O argumento contrário (manifestado na ADI) é que "o que se verifica na espécia nada mais é do que uma indisfarçada delegação de poderes à Excelentíssima Senhoara Presidente da República, para que possa o Poder Executivo deter a prerrogativa de fixar, com exclusividade, o valor do salário mínimo. Por via de consequência, o Congresso Nacional não poderá se manifestar sobre o valor de salário mínimo entre os anos de 2012 e 2015. Tal delegação contrasta a mais não poder com a mais elementar concepção de separação dos Poderes, pois aqui se trata de matéria reservada exclusivamente à lei. A disposição constitucional exige que a lei "fixe" o valor do salário mínimo. E "fixar" é, sem dúvida, definir todos os elementos que compõem certo conceito ou valor. A mera designação geral de critério, para o futuro, para posterior determinação do valor em ato normativo infralegal não atende aos requisitos constitucionais estabelecidos".

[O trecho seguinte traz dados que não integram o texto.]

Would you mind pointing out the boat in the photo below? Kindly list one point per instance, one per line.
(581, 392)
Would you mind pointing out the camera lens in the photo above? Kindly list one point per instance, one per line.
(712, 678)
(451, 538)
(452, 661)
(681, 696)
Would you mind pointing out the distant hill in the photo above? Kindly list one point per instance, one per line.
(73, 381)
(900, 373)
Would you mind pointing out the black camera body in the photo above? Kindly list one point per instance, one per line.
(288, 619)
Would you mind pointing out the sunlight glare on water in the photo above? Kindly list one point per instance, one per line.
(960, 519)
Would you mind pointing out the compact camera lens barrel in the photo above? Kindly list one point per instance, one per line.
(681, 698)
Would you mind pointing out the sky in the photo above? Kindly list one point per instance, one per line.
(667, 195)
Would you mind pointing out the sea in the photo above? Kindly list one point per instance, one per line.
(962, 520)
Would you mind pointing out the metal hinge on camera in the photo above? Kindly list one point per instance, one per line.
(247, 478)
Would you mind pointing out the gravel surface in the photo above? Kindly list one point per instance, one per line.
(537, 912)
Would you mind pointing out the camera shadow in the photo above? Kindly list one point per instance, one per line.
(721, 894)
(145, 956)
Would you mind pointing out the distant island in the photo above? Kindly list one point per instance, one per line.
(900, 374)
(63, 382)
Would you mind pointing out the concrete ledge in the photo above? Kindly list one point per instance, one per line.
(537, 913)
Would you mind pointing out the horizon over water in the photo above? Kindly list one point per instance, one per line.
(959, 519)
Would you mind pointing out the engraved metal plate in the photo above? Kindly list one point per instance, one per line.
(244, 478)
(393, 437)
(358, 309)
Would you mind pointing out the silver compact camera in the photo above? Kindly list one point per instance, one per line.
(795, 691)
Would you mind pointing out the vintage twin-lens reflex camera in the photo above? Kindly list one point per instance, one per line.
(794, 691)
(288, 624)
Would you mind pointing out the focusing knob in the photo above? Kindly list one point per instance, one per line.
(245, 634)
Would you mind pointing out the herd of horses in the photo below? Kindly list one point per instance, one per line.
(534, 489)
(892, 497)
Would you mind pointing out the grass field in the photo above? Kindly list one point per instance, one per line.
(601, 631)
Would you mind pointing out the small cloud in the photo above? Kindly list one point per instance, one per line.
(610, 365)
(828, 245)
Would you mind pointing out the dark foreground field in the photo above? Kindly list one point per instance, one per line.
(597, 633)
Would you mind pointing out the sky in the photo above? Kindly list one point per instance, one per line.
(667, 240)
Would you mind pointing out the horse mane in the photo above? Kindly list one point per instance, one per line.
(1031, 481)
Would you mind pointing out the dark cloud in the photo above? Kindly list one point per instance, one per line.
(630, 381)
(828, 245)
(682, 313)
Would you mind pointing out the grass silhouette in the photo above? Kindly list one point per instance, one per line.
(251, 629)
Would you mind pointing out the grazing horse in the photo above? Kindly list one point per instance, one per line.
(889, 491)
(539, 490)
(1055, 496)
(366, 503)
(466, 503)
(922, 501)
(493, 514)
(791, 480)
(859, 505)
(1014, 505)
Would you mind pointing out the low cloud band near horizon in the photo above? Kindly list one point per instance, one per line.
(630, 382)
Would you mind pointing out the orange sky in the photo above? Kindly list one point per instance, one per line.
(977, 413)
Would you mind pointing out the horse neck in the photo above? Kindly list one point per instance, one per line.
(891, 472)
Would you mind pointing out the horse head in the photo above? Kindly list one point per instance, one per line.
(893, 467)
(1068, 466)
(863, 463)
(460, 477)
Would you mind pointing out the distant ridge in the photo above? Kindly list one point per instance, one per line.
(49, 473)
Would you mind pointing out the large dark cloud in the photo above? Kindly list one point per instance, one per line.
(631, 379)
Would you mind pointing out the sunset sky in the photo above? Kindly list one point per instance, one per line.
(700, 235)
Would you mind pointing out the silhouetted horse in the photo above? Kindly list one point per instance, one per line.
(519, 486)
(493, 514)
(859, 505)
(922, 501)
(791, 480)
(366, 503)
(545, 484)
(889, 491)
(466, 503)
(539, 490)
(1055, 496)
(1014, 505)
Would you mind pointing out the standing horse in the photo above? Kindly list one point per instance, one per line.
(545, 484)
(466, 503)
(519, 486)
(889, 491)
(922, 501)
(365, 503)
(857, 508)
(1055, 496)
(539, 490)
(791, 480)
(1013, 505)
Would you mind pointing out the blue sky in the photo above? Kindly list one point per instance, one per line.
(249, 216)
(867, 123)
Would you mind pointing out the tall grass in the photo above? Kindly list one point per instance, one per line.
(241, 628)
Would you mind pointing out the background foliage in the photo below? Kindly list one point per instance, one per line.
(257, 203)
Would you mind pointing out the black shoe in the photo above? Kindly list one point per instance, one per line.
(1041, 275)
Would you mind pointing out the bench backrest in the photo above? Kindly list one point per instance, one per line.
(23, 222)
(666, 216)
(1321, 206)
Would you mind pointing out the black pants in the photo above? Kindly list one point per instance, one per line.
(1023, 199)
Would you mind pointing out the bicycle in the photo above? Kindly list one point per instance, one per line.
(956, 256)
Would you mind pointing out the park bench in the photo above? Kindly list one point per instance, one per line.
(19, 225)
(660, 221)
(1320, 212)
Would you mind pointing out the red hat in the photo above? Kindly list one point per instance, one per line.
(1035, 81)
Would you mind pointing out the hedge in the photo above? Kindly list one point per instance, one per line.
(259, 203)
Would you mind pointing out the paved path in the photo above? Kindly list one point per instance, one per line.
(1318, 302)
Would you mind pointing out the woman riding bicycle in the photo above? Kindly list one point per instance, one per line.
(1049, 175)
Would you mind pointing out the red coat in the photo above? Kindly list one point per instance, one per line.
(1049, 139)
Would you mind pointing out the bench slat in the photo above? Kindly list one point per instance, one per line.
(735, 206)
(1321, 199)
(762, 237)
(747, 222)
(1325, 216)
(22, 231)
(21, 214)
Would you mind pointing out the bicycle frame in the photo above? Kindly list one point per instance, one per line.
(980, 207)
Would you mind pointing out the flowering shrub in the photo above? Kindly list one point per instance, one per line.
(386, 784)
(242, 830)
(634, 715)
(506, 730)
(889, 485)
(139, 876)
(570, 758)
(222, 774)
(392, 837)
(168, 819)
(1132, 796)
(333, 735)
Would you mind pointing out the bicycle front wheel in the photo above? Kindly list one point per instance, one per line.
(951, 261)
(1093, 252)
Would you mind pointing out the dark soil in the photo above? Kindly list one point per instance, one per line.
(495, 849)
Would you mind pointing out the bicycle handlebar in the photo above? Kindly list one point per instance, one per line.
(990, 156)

Eis a questão. Fixar a lei é declarar seu valor nominal (R$ 545,00) ou declarar sua forma de cálculo (R$ 545,00 mais variação do INPC e taxa de crescimento real do PIB)?
O site PensandoDireito formulou cinco questões para se pensar a inconstitucionalidade e funcionalidade da referida norma: (i) “Fixado em lei” implica fixação nominal por lei ou basta que uma lei estabeleça a fórmula de cálculo? (ii) Qual a vantagem ou o interesse protegido pela Constituição ao requerer que salário mínimo seja fixado em lei? (iii) O Congresso Nacional, uma vez sancionada e publicada a Lei 12.382/11, pode editar nova lei alterando a regra do jogo, ou simplesmente estabelecendo novo salário mínimo? (iv) Caso o Presidente da República se omita na edição do Decreto anual, pode o cidadão exigir judicialmente o cumprimento da Lei (ou seja, essa fórmula aprovada gera direito subjetivo individual?)? (v) Caso possa exigir o cumprimento da Lei, de quem deverá exigir? Por qual via?
Estaria o Poder Executivo rompendo a harmonia entre os Poderes da União ao assumir uma atribuição que seria própria do Poder Legislativo? O art. 3º é conflitante com a "Constituição Cidadã"?
Os ministros do Supremo Tribunal Federal julgarão a Ação Direta de Inconstitucionalidade nº. 4.568 e decidirão se a norma é ou não inconstitucional. Algum palpite de como será o desfecho dessa história?